Download and install

Download and install Tork quickly with the steps described here.

Requirements

Make sure you have a fairly recent version of Docker installed on your system. You can download Docker from the official Docker website.
Download the Tork binary for your system from the releases page.

Installation

Create a directory:

mkdir ~/tork
cd ~/tork

Unpack the Tork binary:

tar xzvf ~/Downloads/tork_0.1.66_darwin_arm64.tgz

Run Tork:

% ./tork

If the installation is successful you should see something like this:

 _______  _______  ______    ___   _
|       ||       ||    _ |  |   | | |
|_     _||   _   ||   | ||  |   |_| |
  |   |  |  | |  ||   |_||_ |      _|
  |   |  |  |_|  ||    __  ||     |_
  |   |  |       ||   |  | ||    _  |
  |___|  |_______||___|  |_||___| |_|

 0.1.66

NAME:
   tork - a distributed workflow engine

USAGE:
   tork [global options] command [command options] [arguments...]

COMMANDS:
   run        Run Tork
   migration  Run the db migration script
   health     Perform a health check
   help, h    Shows a list of commands or help for one command

GLOBAL OPTIONS:
   --help, -h      show help

On Mac, you may need to allow the binary to run on your system from your security settings:

Set up PostgreSQL

Start a PostgreSQL container

Note

For production you may want to consider using a managed PostgreSQL service for better reliability and maintenance.

docker run -d \
  --name tork-postgres \
  -p 5432:5432 \
  -e POSTGRES_PASSWORD=tork \
  -e POSTGRES_USER=tork \
  -e PGDATA=/var/lib/postgresql/data/pgdata \
  -e POSTGRES_DB=tork postgres:15.3

Run a migration to create the database schema:

TORK_DATASTORE_TYPE=postgres ./tork migration

Running Tork in Standalone mode

The easiest way to “kick the tires” is to run Tork in standalone mode. This mode is ideal when running on a single machine.

./tork run standalone

 _______  _______  ______    ___   _
|       ||       ||    _ |  |   | | |
|_     _||   _   ||   | ||  |   |_| |
  |   |  |  | |  ||   |_||_ |      _|
  |   |  |  |_|  ||    __  ||     |_
  |   |  |       ||   |  | ||    _  |
  |___|  |_______||___|  |_||___| |_|

 0.1.66

11:28AM INF starting worker ee618a38713e44da805aaebae319ab79
11:28AM DBG subscribing for tasks on x-ee618a38713e44da805aaebae319ab79
11:28AM DBG subscribing for tasks on default
11:28AM INF starting coordinator-d4d6360eda964bde84c173197a92f461
11:28AM DBG subscribing for tasks on hearbeat
11:28AM DBG subscribing for tasks on jobs
11:28AM DBG subscribing for tasks on completed
11:28AM DBG subscribing for tasks on error
11:28AM DBG subscribing for tasks on pending
11:28AM DBG subscribing for tasks on started
11:28AM INF worker listening on :8001
11:28AM INF coordinator listening on :8000

Run your first job

From another terminal, create a file named hello.yaml with the following content:

---
name: hello job
tasks:
  - name: say hello
    image: ubuntu:mantic #docker image
    run: |
      echo -n hello world
  - name: say goodbye
    image: ubuntu:mantic
    run: |
      echo -n bye world

Submit the job to Tork for execution:

JOB_ID=$(curl -s -X POST --data-binary @hello.yaml \
  -H "Content-type: text/yaml" http://localhost:8000/jobs | jq -r .id)

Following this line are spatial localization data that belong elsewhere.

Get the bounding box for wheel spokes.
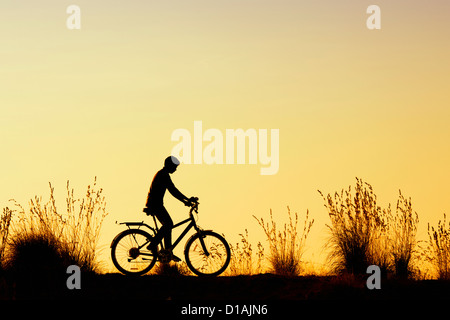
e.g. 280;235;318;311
114;232;155;274
188;235;228;275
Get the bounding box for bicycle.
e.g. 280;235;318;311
110;197;231;276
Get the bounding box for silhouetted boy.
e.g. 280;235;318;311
144;156;194;262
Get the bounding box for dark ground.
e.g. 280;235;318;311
2;272;450;301
1;273;449;318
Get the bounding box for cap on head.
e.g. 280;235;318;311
164;156;180;168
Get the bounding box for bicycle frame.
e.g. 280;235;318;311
117;200;205;253
168;216;197;251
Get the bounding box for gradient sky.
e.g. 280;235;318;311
1;0;450;271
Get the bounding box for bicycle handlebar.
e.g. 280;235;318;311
188;197;199;215
185;196;199;206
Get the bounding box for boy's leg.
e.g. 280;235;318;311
153;207;181;262
147;206;180;262
154;206;174;249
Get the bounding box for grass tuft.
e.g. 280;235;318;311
390;191;419;278
0;208;13;271
254;207;314;276
3;178;108;274
319;177;420;278
319;178;388;275
153;261;192;276
427;213;450;280
226;229;265;276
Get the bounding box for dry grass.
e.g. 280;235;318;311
427;213;450;280
319;178;420;278
226;229;265;276
319;178;387;275
153;261;192;276
1;175;435;281
254;207;314;276
0;207;13;270
3;178;108;274
389;191;419;278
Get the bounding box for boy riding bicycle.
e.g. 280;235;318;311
143;156;196;262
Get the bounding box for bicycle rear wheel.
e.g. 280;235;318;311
111;229;157;276
184;231;230;276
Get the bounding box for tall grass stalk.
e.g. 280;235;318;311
5;178;108;273
427;214;450;280
254;207;314;276
319;178;420;278
390;191;419;278
319;178;389;275
226;229;265;276
0;207;13;270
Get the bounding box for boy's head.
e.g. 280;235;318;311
164;156;180;173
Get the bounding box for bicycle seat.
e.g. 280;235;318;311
143;207;155;216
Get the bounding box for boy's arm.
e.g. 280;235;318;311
167;177;189;203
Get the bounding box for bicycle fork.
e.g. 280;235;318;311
197;231;210;256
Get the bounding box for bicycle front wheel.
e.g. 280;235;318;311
111;229;157;276
184;231;230;276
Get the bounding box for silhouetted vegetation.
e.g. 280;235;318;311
254;207;314;276
319;178;383;275
153;261;192;276
3;176;450;300
427;214;450;280
0;207;13;271
2;178;108;275
226;229;265;276
319;177;420;278
390;191;419;278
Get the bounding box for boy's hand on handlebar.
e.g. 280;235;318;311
184;196;198;206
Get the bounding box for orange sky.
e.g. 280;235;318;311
1;0;450;272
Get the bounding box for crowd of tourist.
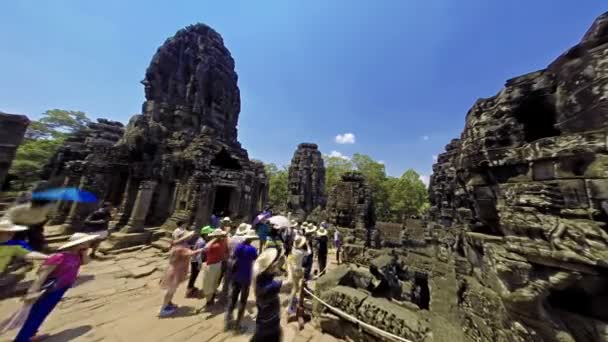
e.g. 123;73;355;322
159;214;340;341
0;188;341;342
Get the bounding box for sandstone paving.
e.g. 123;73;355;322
0;250;342;342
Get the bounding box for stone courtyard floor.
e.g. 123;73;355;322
0;247;342;342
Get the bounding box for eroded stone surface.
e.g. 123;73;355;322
0;112;29;188
288;143;326;220
315;12;608;342
326;172;375;230
40;24;269;245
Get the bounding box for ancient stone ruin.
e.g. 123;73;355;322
44;24;268;249
326;171;375;230
0;112;29;189
287;143;326;220
314;12;608;342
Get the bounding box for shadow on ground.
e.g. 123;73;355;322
72;274;95;288
46;325;93;341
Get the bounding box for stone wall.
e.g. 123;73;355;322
326;172;375;229
42;119;124;183
0;112;29;188
428;12;608;342
287;143;326;220
44;24;268;246
315;12;608;342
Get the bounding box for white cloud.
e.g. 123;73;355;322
335;133;356;144
419;174;430;187
328;150;350;160
378;160;385;165
422;135;429;141
432;155;438;162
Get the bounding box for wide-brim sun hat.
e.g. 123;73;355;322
208;228;227;238
175;230;195;241
58;232;99;250
304;225;317;235
294;235;307;248
317;227;328;237
253;248;279;275
235;223;251;236
243;229;260;241
0;220;28;233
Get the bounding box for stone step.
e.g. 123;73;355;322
0;202;11;211
151;237;172;252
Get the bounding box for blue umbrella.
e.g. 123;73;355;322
31;187;98;203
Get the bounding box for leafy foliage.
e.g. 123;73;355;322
7;110;91;189
323;153;429;222
263;154;430;222
264;163;289;211
324;156;354;192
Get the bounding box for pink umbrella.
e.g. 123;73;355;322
253;212;271;225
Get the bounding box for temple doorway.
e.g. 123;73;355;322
213;186;233;217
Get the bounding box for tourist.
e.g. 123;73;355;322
282;220;297;257
186;226;213;298
3;197;55;252
159;229;206;317
286;235;309;316
0;220;47;275
334;229;342;265
225;229;259;332
201;229;228;310
219;223;249;301
83;202;114;259
254;217;271;252
220;217;232;234
316;227;329;274
303;225;316;280
252;248;282;342
210;214;220;228
14;232;98;341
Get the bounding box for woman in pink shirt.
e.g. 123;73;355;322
14;233;99;342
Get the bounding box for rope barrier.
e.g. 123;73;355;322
301;286;415;342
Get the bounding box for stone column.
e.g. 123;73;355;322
192;182;213;229
230;188;242;218
48;169;82;225
115;178;140;228
64;165;109;232
121;180;157;233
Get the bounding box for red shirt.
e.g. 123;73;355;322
205;240;227;265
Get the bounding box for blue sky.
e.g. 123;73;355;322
1;1;605;183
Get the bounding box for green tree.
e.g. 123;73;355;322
351;153;391;220
323;156;353;192
387;169;429;222
265;163;289;210
8;109;91;188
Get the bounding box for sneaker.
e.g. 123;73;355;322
159;305;176;317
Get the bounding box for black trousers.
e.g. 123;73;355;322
226;281;250;320
188;262;201;289
318;252;327;273
251;329;282;342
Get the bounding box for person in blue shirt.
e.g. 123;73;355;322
210;214;220;228
224;229;258;331
254;219;271;252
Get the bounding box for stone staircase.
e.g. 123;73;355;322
0;194;16;217
149;227;173;251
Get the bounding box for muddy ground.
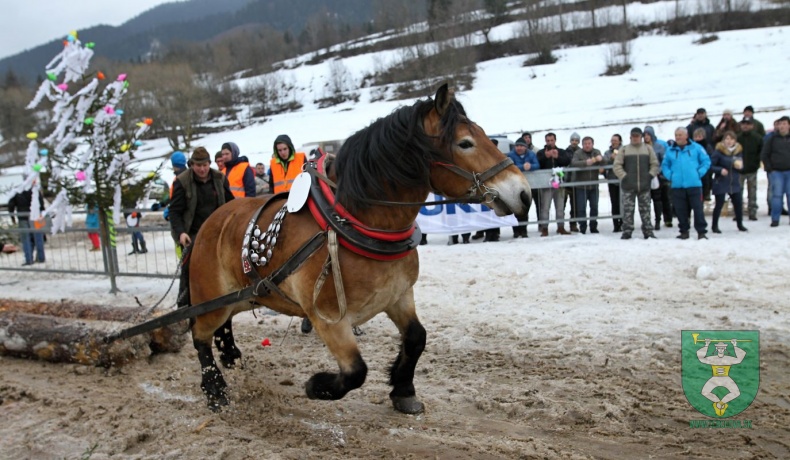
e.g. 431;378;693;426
1;310;788;459
2;233;790;459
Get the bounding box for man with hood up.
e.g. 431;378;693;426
220;141;256;197
268;134;307;194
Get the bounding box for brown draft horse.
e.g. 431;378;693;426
188;84;532;413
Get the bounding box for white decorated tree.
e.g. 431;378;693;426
17;30;154;234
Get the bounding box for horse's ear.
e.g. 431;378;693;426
434;83;453;116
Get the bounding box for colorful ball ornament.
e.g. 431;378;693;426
86;42;95;49
97;71;105;80
46;72;57;81
116;74;127;82
144;118;153;126
57;83;68;91
84;117;94;125
75;170;86;181
26;132;38;140
120;144;129;152
115;109;124;116
32;164;43;172
39;149;49;156
134;140;143;147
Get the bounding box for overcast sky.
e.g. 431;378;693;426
0;0;177;60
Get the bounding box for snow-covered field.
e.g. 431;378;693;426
1;16;789;460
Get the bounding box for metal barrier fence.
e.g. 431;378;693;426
0;166;625;286
0;209;178;291
520;164;623;226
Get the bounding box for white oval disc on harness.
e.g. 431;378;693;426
286;172;312;213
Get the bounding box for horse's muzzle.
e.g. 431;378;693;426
514;190;531;221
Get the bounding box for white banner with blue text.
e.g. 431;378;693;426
416;193;518;234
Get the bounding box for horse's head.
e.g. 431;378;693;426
424;84;532;220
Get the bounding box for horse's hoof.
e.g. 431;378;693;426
305;372;343;400
206;394;229;412
391;395;424;414
220;353;243;369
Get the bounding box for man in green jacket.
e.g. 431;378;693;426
613;127;660;240
169;147;235;307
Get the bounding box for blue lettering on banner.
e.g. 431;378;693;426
420;195;491;215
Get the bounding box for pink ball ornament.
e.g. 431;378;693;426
75;171;86;181
116;74;127;82
57;83;68;91
551;181;560;189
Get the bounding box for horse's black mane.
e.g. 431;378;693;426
334;94;469;212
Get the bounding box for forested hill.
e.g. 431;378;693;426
0;0;374;83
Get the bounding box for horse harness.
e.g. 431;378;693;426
105;151;516;342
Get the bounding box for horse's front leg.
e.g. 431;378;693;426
193;310;232;411
214;316;243;368
305;317;367;401
385;287;426;414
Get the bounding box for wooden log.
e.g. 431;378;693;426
0;299;188;357
0;299;147;321
0;312;150;366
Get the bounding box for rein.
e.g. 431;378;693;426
314;156;514;208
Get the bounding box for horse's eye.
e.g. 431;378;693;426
458;140;473;149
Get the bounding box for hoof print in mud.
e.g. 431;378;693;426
391;396;424;414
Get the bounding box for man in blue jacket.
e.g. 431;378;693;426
507;138;539;237
662;127;712;240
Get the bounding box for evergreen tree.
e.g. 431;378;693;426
17;31;156;234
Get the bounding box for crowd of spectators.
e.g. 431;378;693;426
444;105;789;244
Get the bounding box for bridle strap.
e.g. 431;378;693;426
353;157;515;208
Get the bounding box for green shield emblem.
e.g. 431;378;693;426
682;330;759;418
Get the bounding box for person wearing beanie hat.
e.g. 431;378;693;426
742;106;765;137
687;108;715;145
150;150;187;214
507;138;540;238
613;127;660;240
714;110;740;144
169;146;235;308
171;151;187;175
220;141;256;197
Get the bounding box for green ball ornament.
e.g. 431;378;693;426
47;72;57;81
86;42;95;49
33;164;43;172
84;117;94;125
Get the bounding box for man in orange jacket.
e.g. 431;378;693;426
220;142;256;197
268;134;306;194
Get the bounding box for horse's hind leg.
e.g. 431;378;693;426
214;317;242;368
385;288;426;414
305;319;367;401
192;310;232;411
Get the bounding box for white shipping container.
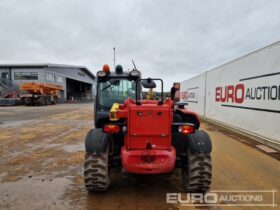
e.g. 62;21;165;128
180;42;280;146
180;73;206;116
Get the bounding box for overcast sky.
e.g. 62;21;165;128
0;0;280;90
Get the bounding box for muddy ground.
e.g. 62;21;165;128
0;103;279;210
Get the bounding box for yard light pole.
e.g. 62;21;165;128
113;47;116;70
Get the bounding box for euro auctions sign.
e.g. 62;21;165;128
181;87;198;103
216;84;280;103
215;72;280;114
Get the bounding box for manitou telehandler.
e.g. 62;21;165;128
84;64;212;193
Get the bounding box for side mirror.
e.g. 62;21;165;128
175;102;188;109
142;78;156;89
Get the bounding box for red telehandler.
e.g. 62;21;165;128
84;64;212;193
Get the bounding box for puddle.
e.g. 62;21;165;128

Query for the status of the job:

curl -s http://localhost:8000/jobs/$JOB_ID

{
  "id": "ed0dba93d262492b8cf26e6c1c4f1c98",
  "state": "COMPLETED",
  ...
}

Running in a distributed mode

The broker is responsible for routing tasks between the Coordinator and Worker nodes.

You can specify which type of broker to use using the config file.

inmemory (default) - Runs entirely in memory. Convenient for experimentation and development on a single machine.

rabbitmq - Uses RabbitMQ as the underlying implementation. Suitable for a distributed setup with 2 or more machines.

Example of running RabbitMQ:

[broker]
type = "rabbitmq"

[broker.rabbitmq]
url = "amqp://guest:guest@localhost:5672/"

docker run \
  -d \
  --name=tork-rabbit \
  -p 5672:5672 \
  -p 15672:15672 \
  rabbitmq:4.1-management

Start the Coordinator:

./tork run coordinator

Start the worker(s):

./tork run worker

Queues

By default all tasks are routed to the default queue.

All worker nodes automatically subscribe to the default queue in order to consume tasks, unless provided queue configuration.

Worker nodes can also subscribe multiple times to the same queue in order to execute N tasks in parallel. Example:

[worker.queues]
default = 5

[broker]
type = "rabbitmq"

./tork run worker

Will allow the worker to consume up to 5 tasks in parallel from the default queue.

It is often desirable to route tasks to different queues in order to create specialized pools of workers.

For example, one pool of workers, might be specially configured to handle video transcoding can listen to video-processing related tasks:

[worker.queues]
default = 5
video = 2

[broker]
type = "rabbitmq"

./tork run worker

Will allow the worker to consume up to 1 tasks in parallel from the video queue and up to 5 tasks from the default queue.

To route a task to the non-default queue, use the queue property:

name: transcode a video
image: jrottenberg/ffmpeg:3.4-alpine
queue: video
run: |
  ffmpeg \
    -i https://example.com/some/video.mov \
    output.mp4